What is Gambling Disorder?

Gambling involves wagering something of value on a random event with the hope of winning another thing of value. While the majority of people who gamble do so without any problems, a subset develops what is known as gambling disorder, which is described in the Diagnostic and Statistical Manual of Mental Disorders (Fifth Edition) as a persistent pattern of problematic gambling that causes significant distress or impairment.

Problematic gambling can affect a person’s physical and mental health, their relationships, work and performance, study and even cause them to break the law. In addition, gambling can lead to debt and homelessness. It’s also estimated that one person with a gambling addiction negatively impacts at least seven others.

There are many reasons why people gamble, including socializing, skill development and the potential for big wins. However, the negative effects of gambling become evident when a person is addicted to the activity and does not control it. Generally, the addiction to gambling results from a combination of factors such as boredom susceptibility, poor understanding of the likelihood of success or failure in different scenarios, an underlying personality trait, use of escape coping and stress inducing life events.

The psychological process behind gambling is similar to the addiction to any other substance or behavior. When people gamble, they experience a rush of dopamine in their brains, the same kind of reaction experienced when taking certain drugs. This dopamine response helps them to keep engaging in the behavior, even when it’s not providing any enjoyment or bringing any rewards. It’s a bit like trying to shoot baskets or throw darts into a board over and over again in order to get that elusive hole-in-one.

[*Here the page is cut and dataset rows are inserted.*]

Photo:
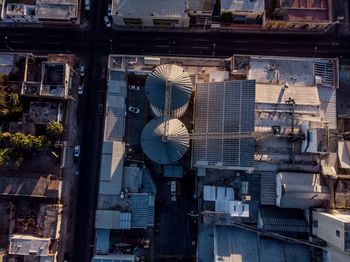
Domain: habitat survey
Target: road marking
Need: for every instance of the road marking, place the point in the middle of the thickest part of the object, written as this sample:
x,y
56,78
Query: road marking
x,y
200,47
53,43
126,45
201,40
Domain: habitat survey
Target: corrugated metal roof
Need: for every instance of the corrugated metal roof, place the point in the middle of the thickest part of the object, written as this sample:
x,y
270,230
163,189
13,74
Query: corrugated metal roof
x,y
25,245
102,241
155,86
173,171
205,247
328,106
282,220
156,8
232,244
132,178
276,94
268,188
243,5
142,210
160,151
110,219
344,154
221,108
300,190
112,163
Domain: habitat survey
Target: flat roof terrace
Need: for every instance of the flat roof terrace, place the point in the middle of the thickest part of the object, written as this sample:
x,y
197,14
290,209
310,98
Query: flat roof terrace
x,y
306,10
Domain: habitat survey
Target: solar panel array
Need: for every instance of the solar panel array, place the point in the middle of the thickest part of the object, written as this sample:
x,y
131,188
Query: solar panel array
x,y
224,107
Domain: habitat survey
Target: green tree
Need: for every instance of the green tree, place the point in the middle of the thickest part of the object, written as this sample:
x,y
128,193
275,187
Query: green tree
x,y
27,143
54,129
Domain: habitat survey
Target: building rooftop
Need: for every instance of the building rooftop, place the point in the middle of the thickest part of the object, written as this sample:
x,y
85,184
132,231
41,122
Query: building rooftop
x,y
233,244
306,10
224,107
29,245
31,187
142,210
112,163
111,219
57,9
283,220
115,108
200,6
137,8
243,5
205,247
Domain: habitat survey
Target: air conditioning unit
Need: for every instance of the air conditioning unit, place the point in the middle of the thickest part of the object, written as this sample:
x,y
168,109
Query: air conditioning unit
x,y
318,80
246,198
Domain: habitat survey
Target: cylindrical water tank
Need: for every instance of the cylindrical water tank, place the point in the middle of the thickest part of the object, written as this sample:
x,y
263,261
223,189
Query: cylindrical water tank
x,y
181,89
159,149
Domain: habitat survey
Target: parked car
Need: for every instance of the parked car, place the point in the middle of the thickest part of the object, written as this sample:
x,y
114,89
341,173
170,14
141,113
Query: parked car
x,y
133,87
173,190
109,10
134,110
100,108
82,70
172,42
87,5
76,150
81,89
107,23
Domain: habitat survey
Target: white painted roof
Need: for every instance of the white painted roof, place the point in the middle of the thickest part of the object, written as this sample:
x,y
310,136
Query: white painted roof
x,y
344,154
276,94
156,8
243,5
26,244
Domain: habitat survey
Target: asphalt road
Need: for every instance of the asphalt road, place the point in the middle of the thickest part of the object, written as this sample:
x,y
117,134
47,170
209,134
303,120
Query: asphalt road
x,y
95,42
198,44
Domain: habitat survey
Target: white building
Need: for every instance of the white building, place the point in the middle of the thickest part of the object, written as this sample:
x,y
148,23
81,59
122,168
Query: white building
x,y
300,190
243,10
41,11
135,13
335,230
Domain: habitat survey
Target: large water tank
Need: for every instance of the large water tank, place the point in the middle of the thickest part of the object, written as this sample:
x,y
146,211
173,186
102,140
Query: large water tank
x,y
181,90
159,149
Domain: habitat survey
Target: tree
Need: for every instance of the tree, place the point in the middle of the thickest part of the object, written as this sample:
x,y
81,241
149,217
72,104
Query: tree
x,y
54,129
27,143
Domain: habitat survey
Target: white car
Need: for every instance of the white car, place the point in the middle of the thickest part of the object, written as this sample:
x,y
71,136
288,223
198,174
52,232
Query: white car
x,y
107,23
77,151
134,110
82,70
133,87
109,10
81,89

While gambling is often associated with money and risk, there are other forms of gambling that do not involve cash. For instance, players of marbles games, Pogs and Magic: The Gathering place wagers with their collectable game pieces that have a monetary value, rather than actual cash. Similarly, placing bets on the outcome of a sport or an event in a betting office is considered to be gambling and is regulated by governments around the world.

In recent years, our understanding of gambling and its adverse consequences has undergone a major transformation, similar to the way in which we now understand alcoholism. Previously, individuals who were unable to control their gambling were simply labeled as gamblers with problems; now they are considered to have a psychological illness. The change in understanding has influenced the way that pathological gambling is described and classified in the Diagnostic and Statistical Manual of Mental Diseases. Nevertheless, the definition of problem gambling remains vague and subjective, making it difficult to establish clinical criteria for its diagnosis. This has led to inconsistent and conflicting results in research. Nevertheless, there is growing consensus that the primary cause of gambling disorders is impulsiveness, along with sensation and novelty-seeking, arousal, and a poor sense of risk. These factors may all be exacerbated by environmental cues that encourage gambling and a lack of effective behavioural disinhibition.